The phenotypic data for MOT, PROMOT and lnNcells consisted of 43,455 ejaculates for L1 (866 boars) and 39,161 ejaculates for L2 (900 boars). For ABN, the phenotypic data consisted of 13,366 ejaculates for L1 (849 boars) and 9853 ejaculates for L2 (886 boars). The average number of ejaculates per boar (with standard deviations in parenthesis) for MOT, PROMOT and lnNcells were 50.18 (38.12) for L1 and 43.51 (36.37) for L2. For ABN, the average number of ejaculates per boar were 15.74 (11.19) for L1 and 11.12 (8.99) for L2. Number of boars with phenotypic data, mean, standard deviation, minimum and maximum values of semen traits in L1 and L2 are in Table 1.

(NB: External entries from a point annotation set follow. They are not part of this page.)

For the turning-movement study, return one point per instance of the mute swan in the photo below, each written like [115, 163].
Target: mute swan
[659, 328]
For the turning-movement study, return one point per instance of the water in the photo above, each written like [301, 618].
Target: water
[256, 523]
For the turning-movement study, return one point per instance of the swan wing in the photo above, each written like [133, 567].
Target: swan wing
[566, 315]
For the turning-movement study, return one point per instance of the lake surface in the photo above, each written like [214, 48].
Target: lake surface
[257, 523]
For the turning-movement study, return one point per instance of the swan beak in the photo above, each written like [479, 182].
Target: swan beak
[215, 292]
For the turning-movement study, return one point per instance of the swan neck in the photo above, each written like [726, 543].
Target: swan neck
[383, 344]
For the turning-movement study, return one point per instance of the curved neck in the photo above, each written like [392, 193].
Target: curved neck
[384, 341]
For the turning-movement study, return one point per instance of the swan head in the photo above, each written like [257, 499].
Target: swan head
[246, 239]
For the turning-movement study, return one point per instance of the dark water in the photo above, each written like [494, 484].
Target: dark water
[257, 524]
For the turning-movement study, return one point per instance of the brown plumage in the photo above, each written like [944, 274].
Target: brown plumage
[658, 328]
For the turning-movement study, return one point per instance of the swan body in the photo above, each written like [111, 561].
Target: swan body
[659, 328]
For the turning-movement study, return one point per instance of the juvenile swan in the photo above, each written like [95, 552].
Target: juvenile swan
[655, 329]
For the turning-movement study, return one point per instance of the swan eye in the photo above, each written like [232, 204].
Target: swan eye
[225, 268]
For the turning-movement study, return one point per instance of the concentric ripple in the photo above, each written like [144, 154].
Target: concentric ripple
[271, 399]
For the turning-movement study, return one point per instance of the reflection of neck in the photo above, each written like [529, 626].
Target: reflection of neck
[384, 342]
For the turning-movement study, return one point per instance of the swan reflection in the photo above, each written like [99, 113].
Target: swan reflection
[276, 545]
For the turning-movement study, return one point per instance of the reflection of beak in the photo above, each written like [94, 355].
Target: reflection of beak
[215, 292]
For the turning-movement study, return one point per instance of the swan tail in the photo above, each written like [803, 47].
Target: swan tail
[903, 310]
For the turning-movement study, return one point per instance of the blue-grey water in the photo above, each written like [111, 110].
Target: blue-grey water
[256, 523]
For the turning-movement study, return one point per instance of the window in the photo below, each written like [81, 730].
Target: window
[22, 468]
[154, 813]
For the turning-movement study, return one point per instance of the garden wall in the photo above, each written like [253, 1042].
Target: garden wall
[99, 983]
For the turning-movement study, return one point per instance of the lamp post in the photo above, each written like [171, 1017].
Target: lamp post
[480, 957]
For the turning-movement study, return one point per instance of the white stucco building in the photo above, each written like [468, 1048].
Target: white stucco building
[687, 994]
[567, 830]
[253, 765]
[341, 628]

Table 1 Descriptive statistics of semen traits

Genoty** data for 3737 animals (856 males and 2881 females) from L1 and 3307 animals (953 males and 2354 females) from L2 were available. A majority of the animals (2718 for L1 and 2394 for L2) were genotyped using the Illumina PorcineSNP60 BeadChip (Illumina, Inc., San Diego, CA) but part of the animals from L1 (n = 1019) and L2 (n = 913) were genotyped using the (Illumina, Inc.) GeneSeek Custom 80 K SNP chip (GeneSeek Inc., Lincoln, NE). Quality control was performed by excluding SNPs that had an unknown position on the pig genome build 10.2 [26], that were located on sex chromosomes, that had a call rate lower than 0.95 or a minor allele frequency lower than 0.01, or that were in strong deviation from Hardy–Weinberg equilibrium (χ2 > 600). Animals for which the frequency of missing genotypes was higher than 0.05 were also excluded. After quality control, missing genotypes from animals genotyped with the SNP60 BeadChip were imputed with the software Beagle version 3.3.2 [27] to the set of SNPs on the SNP60 BeadChip that passed quality control. In addition, genotypes from the animals genotyped with the GeneSeek Custom 80 K SNP chip were imputed to the set of SNPs on the SNP60 BeadChip that passed quality control. After quality control, 39,945 and 41,478 SNPs remained for L1 and L2, respectively, and were used for the GWAS.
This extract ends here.